Akhwat, Generasi Masa Depan ada di tanganmu!



وَالْبَلَدُ الطَّيِّبُ يَخْرُجُ نَبَاتُهُو بِإِذْنِ رَبِّهِي، وَالَّذِي خَبُثَ لَايَـخْرُجُ إِلَّا نَكِدًا ، كَذَالِكَ نُصَرِّفُ الْأٰيٰتِ لِقَوْمٍ يَّشْكُرُوْنَ ﴿٥٨﴾


“Dan tanah yang baik, tanaman-tanamannya tumbuh subur dengan seizin Allah, dan tanah yang tidak subur, tanaman-tanamannya hanya tumbuh merana. Demikianlah Kami mengulangi tanda-tanda kebesaran (Kami) bagi orang-orang yang bersyukur.” (Q.s. Al-A’raf : 58)




Tanah yang baik, dengan izin Allah, tanaman-tanaman di atasnya akan tumbuh subur, sebaliknya tanah yang tidak baik, tanaman-tanaman akan tumbuh merana, atau bahkan tak bisa bertahan hidup lebih lama.
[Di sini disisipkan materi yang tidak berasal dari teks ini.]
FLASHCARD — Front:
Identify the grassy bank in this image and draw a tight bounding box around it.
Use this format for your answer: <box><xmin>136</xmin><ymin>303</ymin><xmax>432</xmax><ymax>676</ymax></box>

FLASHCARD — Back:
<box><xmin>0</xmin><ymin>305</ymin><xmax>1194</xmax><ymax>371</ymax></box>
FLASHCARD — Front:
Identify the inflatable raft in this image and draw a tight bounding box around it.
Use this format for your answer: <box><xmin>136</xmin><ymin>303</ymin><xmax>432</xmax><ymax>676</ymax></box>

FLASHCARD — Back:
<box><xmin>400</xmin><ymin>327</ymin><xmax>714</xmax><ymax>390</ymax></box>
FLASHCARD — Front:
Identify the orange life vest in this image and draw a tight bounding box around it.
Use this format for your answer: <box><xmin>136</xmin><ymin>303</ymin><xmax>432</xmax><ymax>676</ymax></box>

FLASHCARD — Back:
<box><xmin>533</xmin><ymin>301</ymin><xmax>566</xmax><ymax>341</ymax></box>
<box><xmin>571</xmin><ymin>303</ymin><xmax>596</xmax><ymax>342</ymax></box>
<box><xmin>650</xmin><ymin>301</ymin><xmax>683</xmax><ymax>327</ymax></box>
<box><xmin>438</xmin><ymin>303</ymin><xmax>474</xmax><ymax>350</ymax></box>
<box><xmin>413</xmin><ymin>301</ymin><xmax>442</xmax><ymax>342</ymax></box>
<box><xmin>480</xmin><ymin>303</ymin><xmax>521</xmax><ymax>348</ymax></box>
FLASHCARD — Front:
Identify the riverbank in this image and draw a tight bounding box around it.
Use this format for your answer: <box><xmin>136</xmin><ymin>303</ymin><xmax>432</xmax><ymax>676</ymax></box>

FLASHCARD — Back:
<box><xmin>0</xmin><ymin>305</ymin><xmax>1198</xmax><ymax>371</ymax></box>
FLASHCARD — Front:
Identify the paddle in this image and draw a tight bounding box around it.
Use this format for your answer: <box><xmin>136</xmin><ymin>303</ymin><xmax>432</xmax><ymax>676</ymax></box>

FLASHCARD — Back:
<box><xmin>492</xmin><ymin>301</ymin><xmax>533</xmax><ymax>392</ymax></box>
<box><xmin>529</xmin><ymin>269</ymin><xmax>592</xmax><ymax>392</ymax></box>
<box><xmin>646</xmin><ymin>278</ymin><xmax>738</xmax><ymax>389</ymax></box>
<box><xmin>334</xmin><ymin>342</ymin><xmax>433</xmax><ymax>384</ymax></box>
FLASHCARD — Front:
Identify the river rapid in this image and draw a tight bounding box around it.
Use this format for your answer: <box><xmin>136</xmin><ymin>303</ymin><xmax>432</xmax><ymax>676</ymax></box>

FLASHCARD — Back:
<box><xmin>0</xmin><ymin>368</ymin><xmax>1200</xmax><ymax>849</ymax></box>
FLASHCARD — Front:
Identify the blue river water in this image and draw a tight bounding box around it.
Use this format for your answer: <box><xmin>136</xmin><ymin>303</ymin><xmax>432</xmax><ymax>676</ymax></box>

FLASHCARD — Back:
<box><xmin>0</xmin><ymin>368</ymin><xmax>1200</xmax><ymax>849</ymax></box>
Di sini saya hanya mengambil tamsil atau pelajaran dari ayat di atas, jadi bukan pemahaman dari secara harfiah.

Tanah, saya permisalankan dengan wanita. Wanita yang shalihah akan melahirkan anak-anak yang shalih dan shalihah, sebaliknya wanita yang buruk (yang tidak paham agama) akan melahirkan anak yang buruk pula.

Wanita yang shalih akan melahirkan anak yang shalih, begitulah yang lumrah terjadi, hal ini didukung oleh sebuah hadits:

“Pilihlah untuk air mani kalian, karena watak mempengaruhi keturunan.”[1]

 Faktor keturunan/genetik sangat mempengaruhi sifat-sifat moral, fisik dan intilektual. Maka besar kemungkinan wanita shalehah melahirkan anak-anak yang shalih pula. Sebagaimana jika lihat orang-orang yang mulia, tentulah mereka lahir dari pemilik rahim yang mulia.

Hal ini, dapat kita lihat dari kehidupan di jaman para sahabat. Abdullah bin Zubair lahir dari gadis yang shalihah, pemberani dan dermawan, yaitu Asma binti Abu Bakar Radhiyallahu ‘anha. Anas bin Malik, putra Ummu Sulaim, yang menikah dengan Abu Thalhah yang kara raya, namun hanya meminta ke Islaman sebagai maharnya. Dan masih banyak lagi orang-orang yang shalih yang lahir yang wanita shalihah.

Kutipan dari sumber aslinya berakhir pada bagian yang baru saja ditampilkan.